GoogleCloudPlatform / k8s-multicluster-ingress

kubemci: Command line tool to configure L7 load balancers using multiple kubernetes clusters
Apache License 2.0
376 stars 68 forks source link

Availability when killing all pods in a cluster #228

Closed jonatanwulcan closed 4 years ago

jonatanwulcan commented 4 years ago

Hey, I'm playing around with kubemci to figure out if it's a good match for the product I'm currently working on. I tried the zone-printer demo and then tried out manually going in and delete the pod that was running in the cluster closest to me.

The result was that the service went down until the pod had restarted. Is this expected behaviour? I was hoping the the traffic would fail over to another cluster.

nikhiljindal commented 4 years ago

Yes traffic should fail over to another cluster. Maybe the pod was restarted before GCLB detected that the pod was down?
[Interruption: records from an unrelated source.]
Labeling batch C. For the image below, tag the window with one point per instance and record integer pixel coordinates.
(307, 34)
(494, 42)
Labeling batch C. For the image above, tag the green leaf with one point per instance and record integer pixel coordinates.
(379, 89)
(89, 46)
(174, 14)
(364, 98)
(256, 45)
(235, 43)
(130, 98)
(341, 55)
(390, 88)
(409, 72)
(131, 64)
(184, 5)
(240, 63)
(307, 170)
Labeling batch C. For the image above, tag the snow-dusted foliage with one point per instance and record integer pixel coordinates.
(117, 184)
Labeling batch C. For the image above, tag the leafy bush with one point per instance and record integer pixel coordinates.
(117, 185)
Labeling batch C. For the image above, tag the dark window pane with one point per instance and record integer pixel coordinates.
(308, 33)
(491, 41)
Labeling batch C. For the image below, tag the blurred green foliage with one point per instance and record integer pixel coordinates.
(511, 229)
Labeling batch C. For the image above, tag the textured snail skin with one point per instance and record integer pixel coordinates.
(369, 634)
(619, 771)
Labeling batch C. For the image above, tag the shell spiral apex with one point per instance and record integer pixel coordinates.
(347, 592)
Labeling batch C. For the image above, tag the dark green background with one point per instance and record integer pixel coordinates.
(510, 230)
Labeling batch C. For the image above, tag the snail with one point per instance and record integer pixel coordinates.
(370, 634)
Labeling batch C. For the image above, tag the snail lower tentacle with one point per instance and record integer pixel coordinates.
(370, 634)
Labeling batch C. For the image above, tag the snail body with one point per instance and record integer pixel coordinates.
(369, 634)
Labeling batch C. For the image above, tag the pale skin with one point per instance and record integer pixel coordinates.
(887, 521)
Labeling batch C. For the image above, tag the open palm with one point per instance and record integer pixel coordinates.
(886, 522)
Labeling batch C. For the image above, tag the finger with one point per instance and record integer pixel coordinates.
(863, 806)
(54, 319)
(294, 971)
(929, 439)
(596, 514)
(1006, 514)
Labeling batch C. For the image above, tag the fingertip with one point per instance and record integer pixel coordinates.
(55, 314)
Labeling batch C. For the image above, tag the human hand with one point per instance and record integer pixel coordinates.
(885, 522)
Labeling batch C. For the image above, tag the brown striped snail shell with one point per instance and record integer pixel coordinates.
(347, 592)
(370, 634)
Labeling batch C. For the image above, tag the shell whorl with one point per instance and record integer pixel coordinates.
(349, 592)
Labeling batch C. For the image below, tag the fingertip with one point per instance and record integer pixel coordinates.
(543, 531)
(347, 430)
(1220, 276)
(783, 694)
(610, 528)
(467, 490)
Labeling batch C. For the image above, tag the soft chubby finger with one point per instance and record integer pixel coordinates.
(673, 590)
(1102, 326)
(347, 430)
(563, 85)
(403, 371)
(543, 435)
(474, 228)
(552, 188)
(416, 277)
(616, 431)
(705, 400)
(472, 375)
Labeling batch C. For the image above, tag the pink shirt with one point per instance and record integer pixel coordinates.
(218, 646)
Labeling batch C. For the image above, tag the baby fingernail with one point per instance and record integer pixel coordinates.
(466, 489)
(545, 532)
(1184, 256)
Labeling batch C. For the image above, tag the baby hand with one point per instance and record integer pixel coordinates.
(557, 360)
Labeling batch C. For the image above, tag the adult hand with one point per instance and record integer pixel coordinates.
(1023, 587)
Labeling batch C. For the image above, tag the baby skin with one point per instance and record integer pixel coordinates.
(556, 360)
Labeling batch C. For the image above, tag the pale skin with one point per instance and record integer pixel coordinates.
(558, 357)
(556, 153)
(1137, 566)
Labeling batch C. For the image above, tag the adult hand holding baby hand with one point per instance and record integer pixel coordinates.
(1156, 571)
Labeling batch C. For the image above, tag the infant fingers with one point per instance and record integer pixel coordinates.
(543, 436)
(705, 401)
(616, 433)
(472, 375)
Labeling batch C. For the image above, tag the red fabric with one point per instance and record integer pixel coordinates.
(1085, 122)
Can you try changing the health check configuration so that it detects failures faster? You cannot use kubemci to modify it, but can use gcloud or Google Cloud Console directly to update the Health check created by kubemci. https://github.com/GoogleCloudPlatform/k8s-multicluster-ingress/issues/135 has some relevant discussion about this.

Many customers run multiple replicas in their cluster to mitigate this issue. Setting up Cluster autoscaling and Pod autoscaling will help as well.

jonatanwulcan commented 4 years ago

Thanks for your reply Nikhil. I'll look into updating the health check configuration and I'll report back if this solves the problem.

How fast can I expect failover to happen when a cluster goes down?

Also I was wondering about cluster auto scaling and kubemci. Since you're recommending it I suppose it's supported. How fast will GCLB discover new nodes added to the cluster by the auto scaler?

jonatanwulcan commented 4 years ago

I tried out changing the health check configuration. I set it to 5s interval 5s timeout. Fail on 1 consecutive and succeed on 1 consecutive.

For others reading this. You can find the health check configuration in google cloud console under Compute Engine -> Health Checks.

Works just as expected now! Thanks for the help!